Седрик схватил холодную стальную трубу, но ничуть не замедлил ее неуклонного продвижения, с равным успехом можно было бы пытаться остановить руками грузовик. Ствол неумолимо опускался все ниже, он милосердно приподнялся, приблизившись к трусам Седрика, но тут же грубо воткнулся ему в пах и замер. Все еще цепляясь за орудие пытки, Седрик поднял глаза на багровое, жутко ухмыляющееся лицо. Багшо поджал толстые бескровные губы и поковырялся в ухе пальцем левой, свободной от оружия, перчатки. Не было никаких сомнений, кто тут полностью контролирует ситуацию и кто рискует своим здоровьем, а может — и жизнью.

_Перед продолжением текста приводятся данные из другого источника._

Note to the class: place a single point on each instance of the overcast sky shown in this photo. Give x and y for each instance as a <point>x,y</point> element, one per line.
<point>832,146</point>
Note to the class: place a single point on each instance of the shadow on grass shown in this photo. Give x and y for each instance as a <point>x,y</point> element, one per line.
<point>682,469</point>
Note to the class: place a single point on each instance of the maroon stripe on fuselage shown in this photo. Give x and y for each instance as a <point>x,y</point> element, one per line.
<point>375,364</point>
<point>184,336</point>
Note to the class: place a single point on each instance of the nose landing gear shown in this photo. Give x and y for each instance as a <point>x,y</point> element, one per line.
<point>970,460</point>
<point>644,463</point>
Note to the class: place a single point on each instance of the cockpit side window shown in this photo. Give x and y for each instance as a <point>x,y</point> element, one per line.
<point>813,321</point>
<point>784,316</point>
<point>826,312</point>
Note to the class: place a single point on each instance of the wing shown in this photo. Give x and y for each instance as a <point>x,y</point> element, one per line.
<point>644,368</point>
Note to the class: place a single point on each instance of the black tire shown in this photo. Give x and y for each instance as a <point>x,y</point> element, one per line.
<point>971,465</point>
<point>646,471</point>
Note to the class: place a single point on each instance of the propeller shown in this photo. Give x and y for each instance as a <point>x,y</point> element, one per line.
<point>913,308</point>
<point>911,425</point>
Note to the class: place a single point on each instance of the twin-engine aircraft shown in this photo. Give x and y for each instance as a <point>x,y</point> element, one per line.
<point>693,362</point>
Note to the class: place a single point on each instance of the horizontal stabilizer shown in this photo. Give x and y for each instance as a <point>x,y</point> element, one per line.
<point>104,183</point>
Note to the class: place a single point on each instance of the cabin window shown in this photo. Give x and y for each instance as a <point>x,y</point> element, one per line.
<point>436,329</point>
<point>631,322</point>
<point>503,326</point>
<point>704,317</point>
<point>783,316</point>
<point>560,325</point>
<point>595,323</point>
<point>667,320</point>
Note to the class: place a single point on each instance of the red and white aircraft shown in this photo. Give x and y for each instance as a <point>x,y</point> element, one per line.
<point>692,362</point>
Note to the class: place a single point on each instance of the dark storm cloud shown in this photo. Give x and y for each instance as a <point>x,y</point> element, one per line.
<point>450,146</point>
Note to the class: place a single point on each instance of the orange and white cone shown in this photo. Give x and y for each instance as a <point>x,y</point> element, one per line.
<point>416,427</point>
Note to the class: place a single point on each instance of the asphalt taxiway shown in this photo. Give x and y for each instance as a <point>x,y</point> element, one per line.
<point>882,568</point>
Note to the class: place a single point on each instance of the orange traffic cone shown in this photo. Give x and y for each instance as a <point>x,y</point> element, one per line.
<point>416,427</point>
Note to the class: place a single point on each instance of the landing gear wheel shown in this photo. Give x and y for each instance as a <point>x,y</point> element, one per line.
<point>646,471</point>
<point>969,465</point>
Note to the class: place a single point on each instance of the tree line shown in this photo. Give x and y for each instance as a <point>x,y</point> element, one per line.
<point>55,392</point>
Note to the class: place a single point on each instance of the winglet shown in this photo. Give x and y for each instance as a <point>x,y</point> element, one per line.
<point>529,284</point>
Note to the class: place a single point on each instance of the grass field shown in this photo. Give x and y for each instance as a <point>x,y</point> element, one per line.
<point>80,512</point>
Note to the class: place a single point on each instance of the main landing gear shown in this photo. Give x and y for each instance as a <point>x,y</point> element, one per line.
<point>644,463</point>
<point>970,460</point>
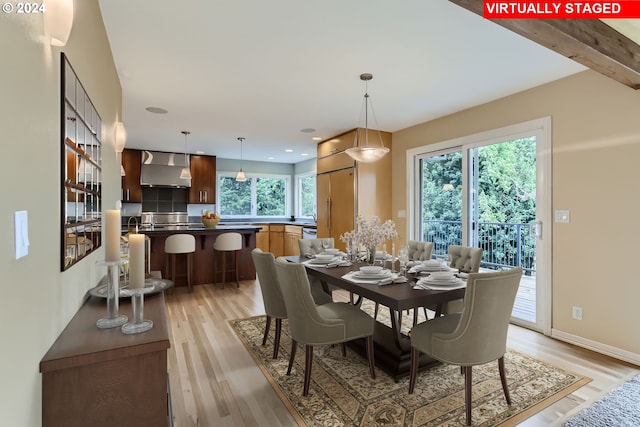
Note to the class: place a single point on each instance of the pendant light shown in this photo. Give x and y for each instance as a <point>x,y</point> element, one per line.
<point>241,177</point>
<point>186,170</point>
<point>361,150</point>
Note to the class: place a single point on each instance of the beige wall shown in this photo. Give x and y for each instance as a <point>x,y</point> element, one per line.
<point>36,299</point>
<point>596,151</point>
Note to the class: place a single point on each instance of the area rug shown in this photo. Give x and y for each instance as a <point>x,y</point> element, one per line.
<point>620,408</point>
<point>343,394</point>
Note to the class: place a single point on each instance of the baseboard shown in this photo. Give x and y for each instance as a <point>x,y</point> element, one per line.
<point>598,347</point>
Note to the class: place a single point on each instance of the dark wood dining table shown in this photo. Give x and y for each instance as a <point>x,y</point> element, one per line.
<point>392,347</point>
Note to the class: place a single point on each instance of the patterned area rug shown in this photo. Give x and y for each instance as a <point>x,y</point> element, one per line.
<point>620,408</point>
<point>343,394</point>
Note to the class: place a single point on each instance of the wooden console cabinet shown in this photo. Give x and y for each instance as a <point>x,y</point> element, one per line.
<point>101,377</point>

Затем бластер начал двигаться в противоположном направлении, медленно и неудержимо.
— Можешь говорить по-хорошему, можешь — по-плохому, так или иначе, но говорить ты будешь. Господи, да он же мне там все раздавит!
— Я уже сказал, — взвизгнул Седрик, отчаянно цепляясь за толстый металлический цилиндр, безжалостно и неудержимо выдергивающий его из кровати.

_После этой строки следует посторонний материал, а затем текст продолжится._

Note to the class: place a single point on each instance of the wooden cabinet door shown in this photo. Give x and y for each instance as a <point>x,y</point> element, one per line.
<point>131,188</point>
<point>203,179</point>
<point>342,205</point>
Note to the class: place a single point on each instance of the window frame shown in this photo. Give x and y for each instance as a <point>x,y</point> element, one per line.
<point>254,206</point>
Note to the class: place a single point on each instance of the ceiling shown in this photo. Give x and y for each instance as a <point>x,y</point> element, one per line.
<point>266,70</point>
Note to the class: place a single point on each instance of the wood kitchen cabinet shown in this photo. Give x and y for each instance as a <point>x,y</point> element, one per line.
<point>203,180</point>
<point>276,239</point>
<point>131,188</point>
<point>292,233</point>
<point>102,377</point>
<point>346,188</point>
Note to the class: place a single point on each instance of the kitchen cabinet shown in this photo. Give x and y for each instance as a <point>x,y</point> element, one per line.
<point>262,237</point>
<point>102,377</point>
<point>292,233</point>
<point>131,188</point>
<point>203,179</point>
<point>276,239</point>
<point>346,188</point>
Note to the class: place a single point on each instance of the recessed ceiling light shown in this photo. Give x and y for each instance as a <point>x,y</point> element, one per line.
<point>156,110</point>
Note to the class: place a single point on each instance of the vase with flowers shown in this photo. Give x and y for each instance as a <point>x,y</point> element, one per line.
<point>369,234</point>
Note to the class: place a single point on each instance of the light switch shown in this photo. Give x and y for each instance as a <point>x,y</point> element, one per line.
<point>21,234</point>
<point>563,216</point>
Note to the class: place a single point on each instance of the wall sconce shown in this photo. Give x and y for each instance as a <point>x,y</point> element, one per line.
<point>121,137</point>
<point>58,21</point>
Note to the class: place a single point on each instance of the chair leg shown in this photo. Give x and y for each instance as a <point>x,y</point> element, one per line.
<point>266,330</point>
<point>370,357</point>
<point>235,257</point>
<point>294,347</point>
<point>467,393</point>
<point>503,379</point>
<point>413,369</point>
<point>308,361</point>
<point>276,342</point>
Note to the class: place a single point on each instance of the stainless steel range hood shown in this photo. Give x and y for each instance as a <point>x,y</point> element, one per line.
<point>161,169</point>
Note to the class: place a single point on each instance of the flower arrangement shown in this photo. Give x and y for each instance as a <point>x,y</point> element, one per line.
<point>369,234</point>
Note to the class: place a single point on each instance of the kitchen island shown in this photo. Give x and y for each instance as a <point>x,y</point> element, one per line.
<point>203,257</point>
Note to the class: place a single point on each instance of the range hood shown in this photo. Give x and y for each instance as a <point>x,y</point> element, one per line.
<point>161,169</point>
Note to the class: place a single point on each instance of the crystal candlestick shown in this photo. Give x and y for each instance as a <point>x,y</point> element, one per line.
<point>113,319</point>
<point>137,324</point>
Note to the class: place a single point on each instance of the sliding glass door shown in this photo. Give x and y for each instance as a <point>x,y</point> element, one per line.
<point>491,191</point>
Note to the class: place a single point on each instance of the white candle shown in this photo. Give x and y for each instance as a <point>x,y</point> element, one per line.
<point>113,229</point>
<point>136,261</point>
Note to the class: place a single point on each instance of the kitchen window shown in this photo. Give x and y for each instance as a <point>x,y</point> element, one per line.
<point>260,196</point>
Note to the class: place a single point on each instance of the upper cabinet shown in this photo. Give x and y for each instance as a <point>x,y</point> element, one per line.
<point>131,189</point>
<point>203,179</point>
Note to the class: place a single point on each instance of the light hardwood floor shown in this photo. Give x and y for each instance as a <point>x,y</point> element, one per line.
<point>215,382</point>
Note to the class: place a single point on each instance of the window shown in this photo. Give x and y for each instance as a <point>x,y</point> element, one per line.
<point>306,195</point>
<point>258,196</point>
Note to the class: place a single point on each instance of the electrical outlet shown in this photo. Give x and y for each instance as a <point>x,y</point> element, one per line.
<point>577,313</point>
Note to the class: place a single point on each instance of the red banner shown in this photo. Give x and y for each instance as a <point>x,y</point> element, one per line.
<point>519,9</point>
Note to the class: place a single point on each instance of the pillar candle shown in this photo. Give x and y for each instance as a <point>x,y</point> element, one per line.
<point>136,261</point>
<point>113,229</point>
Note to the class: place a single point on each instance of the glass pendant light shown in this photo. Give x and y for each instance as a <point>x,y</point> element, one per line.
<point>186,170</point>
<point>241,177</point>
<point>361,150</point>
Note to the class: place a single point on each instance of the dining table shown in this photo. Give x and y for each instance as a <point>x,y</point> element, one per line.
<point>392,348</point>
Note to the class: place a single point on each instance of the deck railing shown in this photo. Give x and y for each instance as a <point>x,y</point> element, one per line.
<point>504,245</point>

— Нет, ты не сказал. С кем ты должен был встретиться?
— Откуда я знаю, что вы из Института?
— Ты все равно скажешь.
Седрик скрипнул зубами — его позвоночник плотно прижался к изголовью кровати; ствол бластера перестал двигаться, но положение оставалось безвыходным.
— Ты вспотел, мальчик. А скоро вспотеешь еще сильнее.
Седрик послал Багшо по весьма известному анатомическому адресу.
— А вот это уже полная глупость, — печально покачал головой Багшо. — Человек, находящийся в подобном положении, должен разговаривать вежливо. Просить, умолять, колоться, как орех. Но ни в коем, повторяю — ни в коем случае не говорить таких грубостей. Ладно, вставай.
Он отступил на шаг; Седрик, мертвой хваткой вцепившийся в бластер, чуть не упал с кровати.
— Вставай, герой!
Седрик опустил ноги на пол и встал, медленно и с большим трудом. Распрямляться было очень больно, но стоять, согнувшись пополам, не позволяла гордость. Он покачнулся, проморгал наполненные слезами глаза и с ненавистью уставился на своего мучителя.
Затянутый в черную кожу гориллоид был чуть пониже Седрика — и раза в четыре шире; шея у него все-таки имелась, просто эта шея была толще головы. Вертикальное положение ничуть не добавляло Седрику шансов на успех — даже без оружия Багшо мог измолоть его в мелкий фарш. К тому же в данный момент Седрику не совсем удавалось делать одновременно два трудных дела — дышать и стоять прямо. В полуприкрытых глазах Багшо светилась откровенная издевка.